Can patients make an appointment with you?

Just like with any other sports medicine provider, I work in clinic and treat a broad range of orthopedic conditions and injuries. Patients can make an appointment to see me in Waltham. I will assess and address their injuries, get the appropriate workup, begin treatment, and, if their injury requires surgery, refer them to a surgeon. We work with patients on their return-to-sport goals and concerns.

Our focus is getting injured athletes seen quickly, so we have spots in our day reserved for urgent appointments. It’s important, when you have an injury, to not wait weeks or months to be seen. Depending on the injury, taking a wait-and-see approach risks compounding the injury and doing long-term damage.

What kind of care do you provide in your work with Northeastern University?

At Northeastern, I work with the entire athletics department, but especially with the hockey and basketball teams. There’s almost always a physician from my team or myself on the sidelines at games. Year-round, we are available to Northeastern Huskies who participate in any sport, and we're also on call for the athletic trainers if there's any concerns, including administering pre-season physical exams and screenings.

Do you have any advice for athletes?

The importance of flexibility and stretching can never be overstated. A good amount of the athletes I treat have injuries that are due to imbalances in muscles and tight muscle groups. For athletes, I always encourage a prescribed stretching program and to work with an athletic trainer, a personal trainer, or their coach to develop ways to increase their flexibility, such as yoga. The body is much more responsive on the field when it has been properly stretched. Athletes tend to focus on time in the gym and strength training for improved performance, but self-care activities of daily life are even more important to optimizing athletic output – things like proper hydration, nutrition, and sleep.

What advice would you offer someone who has had a serious injury, and is worried their career may be in jeopardy?

Speaking from experience, take things day-by-day and do not catastrophize. Get all the information about your injury, from multiple sources if possible, talk about your treatment options with your doctor and loved ones, and then decide what's best for you. Our job as sports medicine doctors is to make sure that we're with athletes the whole way, from injury through treatment and recovery. A patient’s priorities are always at the forefront of any treatment plan I develop.

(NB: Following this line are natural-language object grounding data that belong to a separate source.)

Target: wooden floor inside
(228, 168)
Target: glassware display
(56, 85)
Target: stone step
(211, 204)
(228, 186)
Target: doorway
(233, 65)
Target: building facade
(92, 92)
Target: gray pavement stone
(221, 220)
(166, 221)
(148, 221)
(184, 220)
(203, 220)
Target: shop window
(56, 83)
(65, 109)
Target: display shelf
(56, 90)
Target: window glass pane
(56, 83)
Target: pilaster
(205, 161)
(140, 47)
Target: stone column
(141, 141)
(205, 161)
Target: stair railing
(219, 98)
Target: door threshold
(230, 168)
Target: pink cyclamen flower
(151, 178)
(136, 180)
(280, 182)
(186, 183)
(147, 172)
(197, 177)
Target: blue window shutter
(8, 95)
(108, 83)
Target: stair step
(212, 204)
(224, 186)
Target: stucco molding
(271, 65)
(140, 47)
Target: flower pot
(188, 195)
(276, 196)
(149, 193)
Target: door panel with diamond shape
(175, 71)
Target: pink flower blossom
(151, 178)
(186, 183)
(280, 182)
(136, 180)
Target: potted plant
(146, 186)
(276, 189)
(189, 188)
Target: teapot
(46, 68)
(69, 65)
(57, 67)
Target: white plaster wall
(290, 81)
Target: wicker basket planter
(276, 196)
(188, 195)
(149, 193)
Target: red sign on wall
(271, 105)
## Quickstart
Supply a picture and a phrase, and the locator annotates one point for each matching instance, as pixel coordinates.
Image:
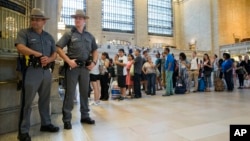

Athletes need to trust their medical team and be comfortable working with them, so often it makes sense to get multiple opinions on an injury before deciding on a treatment plan.

What happens when you or an athlete suspects they’ve experienced a concussion?

While most patients get better just with time, we must be careful about preventing another head injury. In cases where concussion symptoms are lasting longer, the concussion could be revealing an underlying, more complex disorder that manifests as headaches and/or dizziness.

An MRI isn’t always necessary following a suspected concussion unless there is a big neurologic defect, like the patient being unable to move their arm or experiencing numbness. We make sure concussion patients are getting proper hydration, nutrition, and sleep, and then monitor their symptoms while they recuperate. If their symptoms dissipate, we see how they respond to resuming academic activities. Then, we’ll have a patient begin with light exercise, like walking or a slow jog. Once we’re confident the athlete has recovered, we clear them for monitored reintegration into contact activities and their sport of choice.

Injured athletes should be seen as soon as possible by a sports medicine practitioner. The symptoms are often most apparent and recognizable immediately following injury. Because of this, our program is laser-focused on rapid access to medical sports medicine care, so an athlete gets on the road to recovery safely but quickly. This is why you’ll often see me on the sidelines at sporting events – I like to assess patients at the site of injury, if possible, to avoid them compounding their injury.